AUSTIN (KXAN) — As temperatures continue to heat up, Central Texas families will look for ways to stay cool. For some, that means taking a dip in our lakes. However, the Lake Travis level is low. Saturday, data from the Lower Colorado River Authority shows the lake recording levels just under 654 feet.

The last time the lake dropped that low was in September 2018 when the lake fell to 653.8′.

Lake Travis visitors have noticed the change.

“It’s crazy because the last time I came the water was like, all full like right here,” said Brittany Alpizar, pointing to an area that was now dry and full of rocks.

Vanessa Ramos and her family at Bob Wentz Park on Saturday. (KXAN Photo/Candy Rodriguez)

Another visitor, Vanessa Ramos, pointed to an area that was once covered by the lake water saying, “That whole piece of island there – you weren’t able to see it the last time.”

The LCRA said there are steps people can take to be safe whether they plan to swim or boat on Lake Travis.

Travis County offers free rental lifejackets at Bob Wentz Park. (KXAN Photo/Candy Rodriguez)

When it comes to swimming, LCRA’s John Hofmann said people should remember, “lakes aren’t swimming pools, and the bottom of the lake is uneven.”

Hofmann explained there are sudden drop-offs and irregularities in the lake bottom.

“One minute you can be in two feet of water, and then the next minute, you can be dropped off into 40 feet of water in just a step or two,” Hofmann said.

With low lake levels, swimming areas could cause people to go out farther into the lake than they would other times because of how low it is.

“You really need to pay attention to where you are and understand that in this reservoir, water reservoir environment, particularly during a drought cycle, drought period, like what we’re in right now. Things will change,” he said.

As the lake drops, boaters could also face a new hazard. Things like sandbars or piled-up debris in areas where they weren’t before. 

“Just because you may be familiar with an area, maybe you went there last summer doesn’t mean it’s gonna look. And more importantly, it won’t navigate the same way that you did before,” Hofmann explained.

Ramos and her family are taking precautions.

“Definitely take that advice seriously, and pay attention to your surroundings,” said the mom of two. “Maybe even people that are swimming around you because there are no lifeguards out here so you’re kind of just fending for yourself.”

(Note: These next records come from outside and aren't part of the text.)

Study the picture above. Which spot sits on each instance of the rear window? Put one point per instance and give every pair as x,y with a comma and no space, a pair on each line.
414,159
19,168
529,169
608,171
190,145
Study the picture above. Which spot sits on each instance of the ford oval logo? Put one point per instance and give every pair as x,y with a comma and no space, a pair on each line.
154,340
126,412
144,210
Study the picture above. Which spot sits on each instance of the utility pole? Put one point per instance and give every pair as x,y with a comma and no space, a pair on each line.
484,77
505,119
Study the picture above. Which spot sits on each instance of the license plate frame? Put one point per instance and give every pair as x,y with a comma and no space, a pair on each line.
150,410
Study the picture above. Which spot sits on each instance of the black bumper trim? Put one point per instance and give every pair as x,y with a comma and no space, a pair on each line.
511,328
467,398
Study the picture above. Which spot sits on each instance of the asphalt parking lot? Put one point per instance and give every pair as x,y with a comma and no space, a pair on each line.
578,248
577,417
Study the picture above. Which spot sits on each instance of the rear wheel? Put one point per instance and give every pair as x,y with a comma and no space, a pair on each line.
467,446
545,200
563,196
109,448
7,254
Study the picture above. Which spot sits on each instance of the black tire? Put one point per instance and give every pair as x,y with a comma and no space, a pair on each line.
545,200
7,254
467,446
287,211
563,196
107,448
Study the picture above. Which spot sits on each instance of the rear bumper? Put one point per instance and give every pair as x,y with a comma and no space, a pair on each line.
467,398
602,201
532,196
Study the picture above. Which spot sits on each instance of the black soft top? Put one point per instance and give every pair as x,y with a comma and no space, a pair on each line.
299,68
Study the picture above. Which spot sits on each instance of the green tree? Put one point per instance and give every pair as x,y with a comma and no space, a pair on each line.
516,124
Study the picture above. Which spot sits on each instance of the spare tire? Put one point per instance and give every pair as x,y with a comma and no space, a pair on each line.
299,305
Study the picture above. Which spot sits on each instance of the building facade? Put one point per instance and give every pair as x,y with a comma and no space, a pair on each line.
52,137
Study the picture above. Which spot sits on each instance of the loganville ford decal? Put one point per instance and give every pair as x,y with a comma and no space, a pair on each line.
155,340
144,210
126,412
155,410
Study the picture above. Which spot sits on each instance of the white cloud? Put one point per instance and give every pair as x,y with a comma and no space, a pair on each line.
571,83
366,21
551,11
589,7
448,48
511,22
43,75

At Lake Austin, what the LCRA considers a ‘pass-through lake’, Austin Police Department’s Lake Patrol reports it has seen a spike in boat purchases and boat traffic in Lake Austin and has noticed inexperienced boaters who do not understand the rules of the water and the proper safety equipment. They’ve also seen a “massive jump” in paddleboarding and recreational activities at Lady Bird Lake so far this season.